To overcome trauma, you must speak of it. But what do I do if my personality doesn’t allow me to speak aloud of experiences, despite the overwhelming thoughts, feelings, and actions that are driven by the concept of his death and the idea that he doesn’t exist anymore. I write about it. I write about the mawkish nonfiction story of my friend who I loved, even though I’ve never been a fan of sentimental talk. I write about him even though he is somewhere making fun of me, knowing that I would never admit to my fondness of him if he were still here. Our love was insults, jokes, and sarcasm. He must be ridiculing me right this moment.
09
THE DEATH OF MY PORCH
That porch was my best-loved spot before it died. The porch smack dab in the middle of the woods on 59805 in Clearfield, Wisconsin. Somehow, no matter what time of day it was, the sunlight view from that porch always seemed to be at a level where it perfectly hit the trees and exposed the juicy blackberries that bloom in August. No matter the weather, the warmth of that sun on my face acted as a blanket of comfort for me. I needed that comfort on the day you escaped us, but my favorite porch couldn’t help me. One of the reasons I loved this spot so much was because it was the cutoff of the Wi-Fi. If I move even just a hair more into the trees, all connection I had with the virtual world was gone, as if I were to step through one of those portals that you see in movies. The ones that take you to an entirely different world.

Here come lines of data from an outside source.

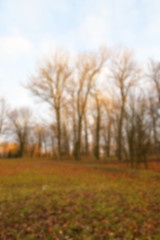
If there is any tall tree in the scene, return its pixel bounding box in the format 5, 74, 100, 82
111, 50, 140, 161
8, 108, 32, 157
27, 51, 72, 159
74, 51, 108, 160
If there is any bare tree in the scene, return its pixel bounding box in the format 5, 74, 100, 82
74, 51, 108, 160
111, 50, 140, 160
8, 108, 31, 157
0, 98, 7, 134
27, 51, 72, 158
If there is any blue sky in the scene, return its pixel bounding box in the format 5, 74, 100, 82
0, 0, 160, 110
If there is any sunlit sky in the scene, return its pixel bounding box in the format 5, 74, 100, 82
0, 0, 160, 107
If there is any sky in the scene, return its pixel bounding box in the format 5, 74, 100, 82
0, 0, 160, 111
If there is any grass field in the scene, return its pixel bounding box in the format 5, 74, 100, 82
0, 159, 160, 240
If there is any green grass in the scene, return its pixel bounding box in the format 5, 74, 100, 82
0, 159, 160, 240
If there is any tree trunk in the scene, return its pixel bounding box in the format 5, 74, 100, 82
56, 108, 61, 160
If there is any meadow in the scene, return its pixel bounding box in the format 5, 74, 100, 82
0, 159, 160, 240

Sometimes I enjoyed the other side of Wi-Fi world, but occasionally at my cabin in the woods, I longed to know what was happening at home. It seemed like a perfect Saturday. We were going to have our engagement photos taken right near the lake, just down the road. I spent the morning adjusting every curl on my head and wrinkle in the yellow, floral dress I bought specifically for the occasion. I even wore long shining earrings, something I never do. Before heading down to the lake, I took a slow walk to the porch from my cabin. The back path to the porch on my grandparent's house was dark, even at 10:00 in the morning. I could hear the confused crickets from last night still chirping, and the faint sound of a breeze coming through the hundreds of trees surrounding me was brushing my skin. I eventually hit that gleaming sun that overlooked my favorite porch, but within minutes I began to experience an event that was anything but a sunny day.